Some big names will be at St. Anselm College tomorrow for a forum on the national debt.

“Solving the Debt Crisis: What Must Be Done Now to Save New Hampshire and the United States from Bankruptcy,” is sponsored by two groups, Fix the Debt and the Concord Coalition. It’ll go from 11 a.m. to 12:30 p.m. at the New Hampshire Institute of Politics.

Among those on the speakers’ list: David Cote, chief executive officer of Honeywell; Bob Bixby, the Concord Coalition’s executive director; Manchester Sen. Lou D’Allesandro and Nashua Mayor Donnalee Lozeau.

The week ahead

The big news of the week will come Thursday morning, when Hassan presents her proposed biennial state budget to a joint legislative session.

But there’s plenty else going on at the State House this week.

The Joint Health Care Reform Oversight Committee will meet Tuesday. The House will meet Wednesday to consider, among other things, a right-to-work bill. The Senate will meet Thursday. And some 129 hearings are scheduled for Tuesday through Thursday. If it seems like legislators are busy, there’s a reason – both chambers must act on all non-budget bills by March 28.

News of record

∎ Jim Merrill, former adviser to Mitt Romney and Ovide Lamontagne, is leaving Devine Millimet to become New Hampshire director for Maine-based law firm Bernstein Shur’s strategic-consulting arm.
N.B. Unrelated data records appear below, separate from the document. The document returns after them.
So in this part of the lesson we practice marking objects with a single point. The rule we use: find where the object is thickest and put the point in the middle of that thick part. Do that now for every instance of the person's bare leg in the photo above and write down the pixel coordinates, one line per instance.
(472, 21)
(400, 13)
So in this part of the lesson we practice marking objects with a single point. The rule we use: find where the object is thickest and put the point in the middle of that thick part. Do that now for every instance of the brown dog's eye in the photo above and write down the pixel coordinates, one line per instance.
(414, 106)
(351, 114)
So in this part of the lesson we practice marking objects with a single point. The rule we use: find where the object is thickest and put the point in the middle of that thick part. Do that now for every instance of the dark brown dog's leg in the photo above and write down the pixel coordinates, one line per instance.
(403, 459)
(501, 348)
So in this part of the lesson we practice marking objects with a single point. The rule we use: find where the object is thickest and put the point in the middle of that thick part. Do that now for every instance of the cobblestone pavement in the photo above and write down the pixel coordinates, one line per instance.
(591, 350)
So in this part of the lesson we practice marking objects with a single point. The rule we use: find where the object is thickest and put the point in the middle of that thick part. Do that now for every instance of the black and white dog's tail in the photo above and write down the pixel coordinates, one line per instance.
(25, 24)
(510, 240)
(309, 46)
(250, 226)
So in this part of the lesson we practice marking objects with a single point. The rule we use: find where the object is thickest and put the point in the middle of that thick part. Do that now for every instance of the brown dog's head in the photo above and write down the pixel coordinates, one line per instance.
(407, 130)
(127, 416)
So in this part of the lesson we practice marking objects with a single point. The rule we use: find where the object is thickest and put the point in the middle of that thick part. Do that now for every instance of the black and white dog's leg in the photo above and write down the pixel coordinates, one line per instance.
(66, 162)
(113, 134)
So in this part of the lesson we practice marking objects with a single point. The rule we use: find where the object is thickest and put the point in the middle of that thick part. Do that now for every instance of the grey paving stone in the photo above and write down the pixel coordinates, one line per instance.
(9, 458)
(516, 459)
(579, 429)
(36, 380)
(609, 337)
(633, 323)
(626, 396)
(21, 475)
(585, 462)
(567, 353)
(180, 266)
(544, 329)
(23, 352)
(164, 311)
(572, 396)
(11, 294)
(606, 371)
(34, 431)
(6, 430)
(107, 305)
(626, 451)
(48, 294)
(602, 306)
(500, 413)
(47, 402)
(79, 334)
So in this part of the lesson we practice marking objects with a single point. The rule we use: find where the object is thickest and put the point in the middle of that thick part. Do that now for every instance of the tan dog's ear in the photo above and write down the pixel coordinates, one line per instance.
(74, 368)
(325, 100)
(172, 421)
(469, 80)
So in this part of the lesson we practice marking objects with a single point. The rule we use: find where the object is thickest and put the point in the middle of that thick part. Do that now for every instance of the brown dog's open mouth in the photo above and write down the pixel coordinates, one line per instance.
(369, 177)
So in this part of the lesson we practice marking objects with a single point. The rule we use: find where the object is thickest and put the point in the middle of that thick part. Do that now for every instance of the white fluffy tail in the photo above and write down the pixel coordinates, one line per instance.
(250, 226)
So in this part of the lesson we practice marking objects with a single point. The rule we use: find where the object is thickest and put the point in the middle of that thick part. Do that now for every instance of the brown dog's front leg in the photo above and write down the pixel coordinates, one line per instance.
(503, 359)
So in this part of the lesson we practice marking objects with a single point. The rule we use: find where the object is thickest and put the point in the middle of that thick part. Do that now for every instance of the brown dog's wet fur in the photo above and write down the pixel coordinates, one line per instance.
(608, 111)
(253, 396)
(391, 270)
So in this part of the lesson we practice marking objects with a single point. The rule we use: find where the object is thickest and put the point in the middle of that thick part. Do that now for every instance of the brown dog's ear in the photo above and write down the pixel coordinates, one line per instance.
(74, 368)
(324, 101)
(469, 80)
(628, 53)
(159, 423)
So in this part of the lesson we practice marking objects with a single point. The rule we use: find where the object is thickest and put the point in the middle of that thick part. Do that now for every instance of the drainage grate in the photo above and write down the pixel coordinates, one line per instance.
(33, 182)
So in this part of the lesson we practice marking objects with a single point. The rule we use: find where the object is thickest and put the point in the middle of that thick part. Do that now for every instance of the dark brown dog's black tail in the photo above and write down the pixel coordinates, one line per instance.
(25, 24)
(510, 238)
∎ Brian Bresnahan of Groveton is Kuster’s new North Country constituent services representative.

Sprucing up the dome

The State House’s golden dome is the symbol of New Hampshire state government. It’s a Concord landmark. It even appears on the front page of this newspaper daily.

State officials want to spruce it up – at an estimated cost of $1.25 million.

Bids are due Feb. 21 for the project, which would involve repairing and repainting the white base and cupola, as well as repairing and re-gilding the dome, ball and eagle on top.

The Legislature appropriated $700,000 in the capital budget two years ago for the project.

That’s enough to cover the woodwork, but not the work on the dome – the bid papers say “a funding request has been submitted to the Legislature” for that part of the work and “a decision is expected in July 2013.”

It would be the most extensive work on the dome in two decades, said Michael Connor of the Department of Administrative Services.